= Lisa Hopp =

Lisa Hopp (born October 21, 1956) is Dean and Professor of nursing at Purdue University Northwest. She founded and directs the Indiana Center for Evidence-Based Nursing Practice: A Center of Excellence of The Joanna Briggs Institute.

==Education==
Hopp was born in Sioux City, Iowa but grew up in nearby Moville, Iowa. She graduated with a BA in French from Grinnell College in 1978, a BSN in Nursing from Rush University in 1979, a MS from the Clinical Nurse Specialist Program at University of Illinois at Chicago in 1988 and a Ph.D. in Nursing from University of Illinois at Chicago in 1992.

==Teaching==
Hopp, a Purdue Northwest teacher of the year award winner, has adapted video, video conferencing, and distance learning technologies such as interactive learning objects and podcasting to her courses.

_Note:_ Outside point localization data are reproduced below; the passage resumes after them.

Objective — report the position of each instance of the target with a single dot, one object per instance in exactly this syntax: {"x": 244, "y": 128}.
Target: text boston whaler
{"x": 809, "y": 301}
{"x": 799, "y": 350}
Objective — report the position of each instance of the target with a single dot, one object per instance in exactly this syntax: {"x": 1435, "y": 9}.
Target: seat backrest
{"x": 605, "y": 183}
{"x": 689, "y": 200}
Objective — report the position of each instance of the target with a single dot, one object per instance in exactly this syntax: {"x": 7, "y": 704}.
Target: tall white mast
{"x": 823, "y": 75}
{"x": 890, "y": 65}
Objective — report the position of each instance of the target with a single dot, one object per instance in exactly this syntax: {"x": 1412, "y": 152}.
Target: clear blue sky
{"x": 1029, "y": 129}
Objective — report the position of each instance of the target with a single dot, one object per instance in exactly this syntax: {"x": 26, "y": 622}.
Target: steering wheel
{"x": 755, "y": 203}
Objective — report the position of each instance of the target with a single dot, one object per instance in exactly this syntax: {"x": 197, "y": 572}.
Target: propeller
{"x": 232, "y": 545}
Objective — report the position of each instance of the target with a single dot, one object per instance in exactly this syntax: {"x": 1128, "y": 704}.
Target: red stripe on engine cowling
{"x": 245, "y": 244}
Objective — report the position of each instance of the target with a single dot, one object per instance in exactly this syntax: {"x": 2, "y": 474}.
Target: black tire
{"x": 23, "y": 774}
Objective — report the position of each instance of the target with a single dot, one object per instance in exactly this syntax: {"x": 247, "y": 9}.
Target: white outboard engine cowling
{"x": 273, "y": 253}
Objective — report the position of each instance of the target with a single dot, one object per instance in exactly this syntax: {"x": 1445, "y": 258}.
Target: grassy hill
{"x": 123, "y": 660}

She won a Purdue Curriculum Innovation grant on the uses of podcasting and has presented on evidence based practice, innovative teaching strategies, and technology integration at international and national conferences. In 2014, she was appointed Interim Dean of the College of Purdue Northwest and now serves as the Dean of the College of Nursing after formal appointment in 2016.

==Honors==
- 2012 Fellow, American Academy of Nursing
- 2005 National Association of Clinical Nurse Specialist Susan B. Davidson Service Award
- 2002 Outstanding Teacher of the Year Purdue University Calumet
- 1984 American Nurses Association: Medical-Surgical Nurse of the Year

==Bibliography==
- Hopp, Lisa (2006). "Talk to Me About Evidence-based Practice!"
- Hopp, Lisa (2005). "Minding the Gap"
- Hopp, Lisa Jo (1996). "Incremental Threshold Loading in Patients with Chronic Obstructive Pulmonary Disease"
- Nursing management of adults with upper airway disorders (1994, 1997). In Beare, P. and Meyers, J. (eds.). Principles and Practice of Adult Health Nursing. Mosby: St. Louis.
- Smith, N. Z., Larson, J. L. & Hopp, L. J. (1993). Maximal inspiratory pressure: The effects of a brief warm-up. Rehabilitation Nursing Research, Spring, 3–9.
- Hopp, L. J. (1992). Incremental threshold loading in chronic obstructive pulmonary disease. Unpublished doctoral dissertation, University of Illinois at Chicago.
- Hopp, L. J. (1989). Viral Myocarditis: A case study. In Groer, M. W. & Shekleton, M. E. Basic Pathophysiology: A Holistic Approach. C.V. Mosby: St. Louis.